Too cool not to pay attention to! Archaeologists have discovered a 2,500-year-old post office from the Persian civilization during excavations at the Oluz Höyük settlement mound in the village of Toklucak in Turkey's Black Sea province of Amasya.

Professor Şevket Dönmez, who is an academic at Istanbul University's Archaeology Department and who leads the excavations said their excavations in the past four years focused on the Persian period layer of the mound.

"A monumental road leading to a sanctuary and a linked hall with pillars have been discovered in the excavations," Professor Dönmez said, noting that from a design perspective, the road marks the first time such a detailed design from the Iron Age Anatolia was unearthed.

Dönmez noted that the architecture centered on a fire temple, which means that the Persians replaced the religion of their predecessors—the Hellenes.

Zoroastrianism, one of the world's oldest extant religions, is believed to have originated from the prophet Zoroaster in what is now present-day Iran.
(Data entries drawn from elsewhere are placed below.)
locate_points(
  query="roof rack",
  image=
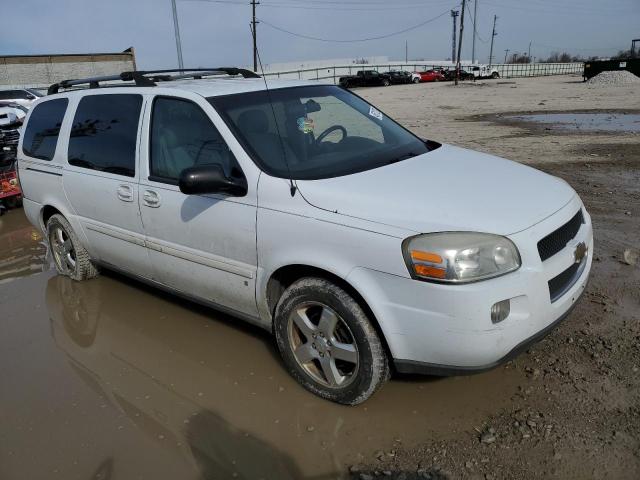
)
(149, 78)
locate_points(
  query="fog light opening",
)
(500, 311)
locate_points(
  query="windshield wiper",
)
(404, 156)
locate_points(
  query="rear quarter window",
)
(43, 129)
(104, 133)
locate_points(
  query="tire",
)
(69, 256)
(350, 351)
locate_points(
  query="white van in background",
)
(307, 211)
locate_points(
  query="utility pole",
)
(254, 22)
(493, 35)
(473, 43)
(176, 28)
(464, 2)
(454, 15)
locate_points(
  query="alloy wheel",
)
(323, 345)
(62, 248)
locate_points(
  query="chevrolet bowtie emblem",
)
(580, 252)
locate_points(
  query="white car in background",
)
(309, 212)
(484, 71)
(12, 113)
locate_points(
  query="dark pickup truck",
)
(365, 78)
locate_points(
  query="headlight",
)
(459, 257)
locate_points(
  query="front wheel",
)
(327, 342)
(70, 257)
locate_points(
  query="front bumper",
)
(447, 329)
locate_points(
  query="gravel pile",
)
(620, 77)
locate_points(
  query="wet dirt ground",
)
(109, 379)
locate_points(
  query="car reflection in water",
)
(212, 387)
(126, 350)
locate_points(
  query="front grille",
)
(558, 239)
(560, 284)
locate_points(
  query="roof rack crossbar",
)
(148, 78)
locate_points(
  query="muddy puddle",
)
(22, 249)
(587, 122)
(110, 379)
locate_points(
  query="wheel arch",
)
(286, 275)
(47, 212)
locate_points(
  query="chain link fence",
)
(333, 73)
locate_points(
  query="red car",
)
(430, 76)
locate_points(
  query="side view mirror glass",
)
(312, 106)
(205, 179)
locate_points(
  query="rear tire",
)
(327, 342)
(69, 256)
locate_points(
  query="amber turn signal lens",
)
(425, 256)
(431, 272)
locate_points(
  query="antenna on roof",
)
(292, 185)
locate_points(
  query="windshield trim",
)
(213, 101)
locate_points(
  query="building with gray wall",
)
(40, 71)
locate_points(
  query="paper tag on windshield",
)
(375, 113)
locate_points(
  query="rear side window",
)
(43, 128)
(8, 94)
(104, 133)
(183, 136)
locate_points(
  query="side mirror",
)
(205, 179)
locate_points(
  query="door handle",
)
(124, 193)
(151, 199)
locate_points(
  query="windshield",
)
(315, 132)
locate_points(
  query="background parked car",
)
(400, 77)
(484, 71)
(16, 111)
(450, 74)
(431, 76)
(365, 78)
(21, 96)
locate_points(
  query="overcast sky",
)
(217, 32)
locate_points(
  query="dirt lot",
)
(109, 379)
(576, 412)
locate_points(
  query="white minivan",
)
(307, 211)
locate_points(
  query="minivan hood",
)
(447, 189)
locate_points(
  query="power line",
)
(460, 42)
(176, 30)
(475, 30)
(337, 6)
(332, 40)
(493, 36)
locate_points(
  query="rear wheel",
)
(327, 342)
(70, 257)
The discovery of a temple for fire worship suggests the religion was present in Anatolia, as well.

The "pillared hall" became the center of this year's excavations, as archaeologists believe the structure, located just a meter away from the fire temple, served as a post office for the Persians.

"The Persians are the first civilization to bring the postal system to Anatolia. They had a vast empire stretching from Greece to Central Asia and Egypt and administered the empire through governors. They had to somehow make sure that they sent the right news and intelligence from the capital to the periphery and established various road systems throughout their borders."

Dönmez claimed the Persians designated specific locations to set up post offices, where they had well-rested horses and couriers to deliver important news across the empire, and the pillared hall unearthed during the excavations is one of these post offices.

Excavations at Oluz Höyük started in 2007, after the site was first discovered during surface research near Toklucak in 1999. Archaeologists have unearthed a total of 10 settlements in the mound in the excavations. Five academics from five different universities, three archaeologists and 15 archaeology and architectural restoration interns are taking part in the excavations that will continue until September.